The point is, anyway, that even though Christian’s personal assistants are all high-heeled models who look like they have just sashayed out of a Robert Palmer video, he is immediately smitten by the frumpy, clumsy Ana. Ana is a virgin, but she immediately acquiesces when Christian says he has to "rectify the situation”. And so we come to the crux of Fifty Shades of Grey: the sex. There’s undoubtedly more nudity than in a standard 21st Century Hollywood movie, but it’s less explicit and less passionate than what Michael Douglas and Sharon Stone got up to in Basic Instinct more than 20 years ago. It’s also less unorthodox, which is a surprise, given that edgy sex is the novel’s main selling point. 

For those of you who have resisted James’s book and its two sequels, Christian is a "dominant” who asks Ana to be his "submissive”. He doesn’t want them to have a conventional relationship, he just wants to tie her up and whip her in his "playroom” (which, oddly enough, is red, rather than grey). Ana is tempted – the new car probably helped – but she has her concerns. Is Christian planning to take control of her life? And is his sadomasochism rooted in deep psychological problems?
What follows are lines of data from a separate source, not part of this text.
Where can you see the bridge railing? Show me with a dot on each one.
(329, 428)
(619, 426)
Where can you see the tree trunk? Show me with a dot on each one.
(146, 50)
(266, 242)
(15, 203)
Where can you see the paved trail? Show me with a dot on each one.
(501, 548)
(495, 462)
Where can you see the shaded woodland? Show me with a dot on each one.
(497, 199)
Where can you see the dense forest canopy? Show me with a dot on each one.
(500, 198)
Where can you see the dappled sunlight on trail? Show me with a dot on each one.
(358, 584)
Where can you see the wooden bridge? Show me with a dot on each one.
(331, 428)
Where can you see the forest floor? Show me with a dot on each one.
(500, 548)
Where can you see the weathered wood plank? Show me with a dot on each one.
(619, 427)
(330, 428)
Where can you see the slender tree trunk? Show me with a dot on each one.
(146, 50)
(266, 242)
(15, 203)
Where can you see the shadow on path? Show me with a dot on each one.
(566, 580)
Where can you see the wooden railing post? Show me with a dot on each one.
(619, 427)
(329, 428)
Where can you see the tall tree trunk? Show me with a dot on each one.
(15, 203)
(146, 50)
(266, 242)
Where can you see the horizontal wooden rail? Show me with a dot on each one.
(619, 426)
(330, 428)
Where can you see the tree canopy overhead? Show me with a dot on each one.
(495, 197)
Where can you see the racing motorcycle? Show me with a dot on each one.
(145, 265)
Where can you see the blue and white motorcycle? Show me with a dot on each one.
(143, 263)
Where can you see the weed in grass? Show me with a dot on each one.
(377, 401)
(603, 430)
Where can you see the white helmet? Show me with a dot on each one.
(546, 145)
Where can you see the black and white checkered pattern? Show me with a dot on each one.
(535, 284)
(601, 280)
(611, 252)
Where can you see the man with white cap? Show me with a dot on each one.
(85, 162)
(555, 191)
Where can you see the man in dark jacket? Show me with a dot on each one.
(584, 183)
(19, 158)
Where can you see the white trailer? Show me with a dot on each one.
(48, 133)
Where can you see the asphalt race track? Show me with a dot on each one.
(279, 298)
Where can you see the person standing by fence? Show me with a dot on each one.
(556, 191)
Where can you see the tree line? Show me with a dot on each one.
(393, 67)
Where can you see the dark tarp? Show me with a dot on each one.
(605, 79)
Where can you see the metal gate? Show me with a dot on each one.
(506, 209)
It’s a promising subject for an erotic thriller, but the film neutralises the danger that might have made it thrilling. Christian is supposed to be an unstoppable alpha male, but there is a softness to Dornan’s face and manner which precludes him from being an unnerving master of the universe. Christian Bale in American Psycho would eat him for breakfast, maybe even literally. But the fact that Christian Grey is so much less imposing than Christian Bale isn’t entirely Dornan’s fault. In general, the film itself also fails to convince us of his world-conquering authority. His corporate headquarters aren’t glamorous enough. His apartment isn’t luxurious enough. He may take Ana for a ride in a helicopter and a glider, but we’re never dazzled by his wealth, and Taylor-Johnson, despite being a Turner-nominated artist, doesn’t gild the film with any more style than a cut-price network sitcom. 
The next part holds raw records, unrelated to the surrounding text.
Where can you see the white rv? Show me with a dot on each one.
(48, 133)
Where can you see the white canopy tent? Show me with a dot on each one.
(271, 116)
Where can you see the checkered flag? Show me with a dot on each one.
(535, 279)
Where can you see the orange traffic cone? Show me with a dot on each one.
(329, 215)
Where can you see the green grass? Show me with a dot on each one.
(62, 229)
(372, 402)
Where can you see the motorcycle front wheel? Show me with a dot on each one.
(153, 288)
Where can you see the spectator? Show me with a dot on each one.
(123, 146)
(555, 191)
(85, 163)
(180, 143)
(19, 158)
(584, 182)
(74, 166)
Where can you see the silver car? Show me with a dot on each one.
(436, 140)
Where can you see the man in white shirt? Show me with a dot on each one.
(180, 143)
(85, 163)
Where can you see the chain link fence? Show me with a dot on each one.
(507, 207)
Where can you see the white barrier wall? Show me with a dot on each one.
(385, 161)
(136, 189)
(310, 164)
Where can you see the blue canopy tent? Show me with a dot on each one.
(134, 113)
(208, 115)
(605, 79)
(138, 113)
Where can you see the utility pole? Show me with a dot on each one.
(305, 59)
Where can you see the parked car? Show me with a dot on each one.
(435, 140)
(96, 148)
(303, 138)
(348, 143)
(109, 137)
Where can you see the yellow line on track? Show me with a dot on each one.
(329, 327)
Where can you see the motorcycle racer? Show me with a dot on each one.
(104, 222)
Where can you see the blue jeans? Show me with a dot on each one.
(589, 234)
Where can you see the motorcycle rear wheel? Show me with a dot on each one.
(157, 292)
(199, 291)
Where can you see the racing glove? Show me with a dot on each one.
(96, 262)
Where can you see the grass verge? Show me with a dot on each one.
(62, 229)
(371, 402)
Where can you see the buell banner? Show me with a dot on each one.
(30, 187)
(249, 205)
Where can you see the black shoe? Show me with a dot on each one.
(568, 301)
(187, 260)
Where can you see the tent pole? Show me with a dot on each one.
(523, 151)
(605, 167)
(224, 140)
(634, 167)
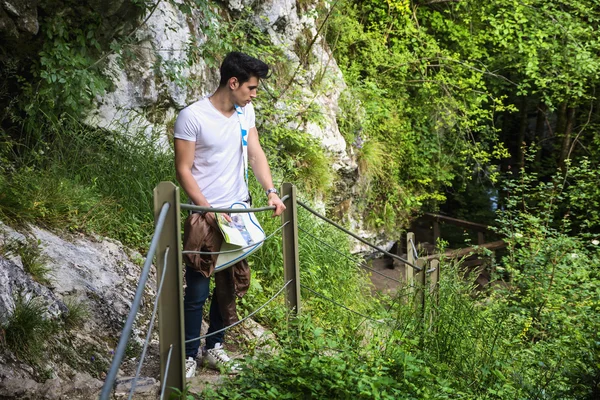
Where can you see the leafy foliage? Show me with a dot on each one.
(26, 328)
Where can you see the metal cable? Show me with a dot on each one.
(357, 237)
(345, 255)
(236, 250)
(164, 382)
(243, 319)
(150, 326)
(120, 352)
(415, 252)
(192, 207)
(341, 305)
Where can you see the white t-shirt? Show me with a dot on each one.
(218, 162)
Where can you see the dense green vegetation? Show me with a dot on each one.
(444, 99)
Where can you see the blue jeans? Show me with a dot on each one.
(196, 293)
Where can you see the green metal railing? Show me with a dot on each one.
(166, 246)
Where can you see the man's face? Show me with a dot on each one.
(244, 93)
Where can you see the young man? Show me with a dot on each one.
(210, 168)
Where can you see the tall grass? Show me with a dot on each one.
(87, 179)
(26, 330)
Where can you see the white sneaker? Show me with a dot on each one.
(190, 367)
(217, 358)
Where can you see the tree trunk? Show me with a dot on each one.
(540, 128)
(521, 135)
(566, 142)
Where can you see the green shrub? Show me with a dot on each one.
(32, 259)
(26, 329)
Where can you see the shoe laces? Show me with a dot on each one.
(219, 354)
(190, 364)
Christian isn’t even very dominant about being a dominant. Having declared that he is too cold and hard for romantic gestures, he wastes no time in introducing himself to Ana’s parents, offering to take her out on dates, and basically being far more chivalrous than the average billionaire. As for the vaunted sadomasochism, it amounts to a bit of light flogging – and only when he has Ana’s consent. Much of the film consists of the lovebirds negotiating the terms and conditions of her sexual servitude, and while these scenes do have a nicely flirtatious frisson they leave Fifty Shades in a muddle. Is it a dark psychosexual melodrama about an irresistible sadist who tortures an innocent victim? Or is a cheeky romantic comedy about a feisty gal and her kinky new boyfriend? Is it Fatal Attraction or is it Pretty Woman? Taylor-Johnson can’t decide.

Sometimes she expects us to be appalled that anyone might venture away from the missionary position, but at other times there are jokes about whether rope or duct tape is preferable for bondage. Johnson (the daughter of Don Johnson and Melanie Griffith) sparkles during the comic sequences: she rescues much of James’s notoriously clunky dialogue by giggling and grimacing at the silliness of it all. But her jovial eagerness only makes the film’s final jolt into grimly judgemental territory seem ridiculous. Perhaps the two sequels will get the wobbly tone sorted out. They may even give Ana and Christian’s relatives something to do. The current film on its own, though, is so incomplete that cinema-goers should only have to pay for a third of a ticket. And even that might not be value for money.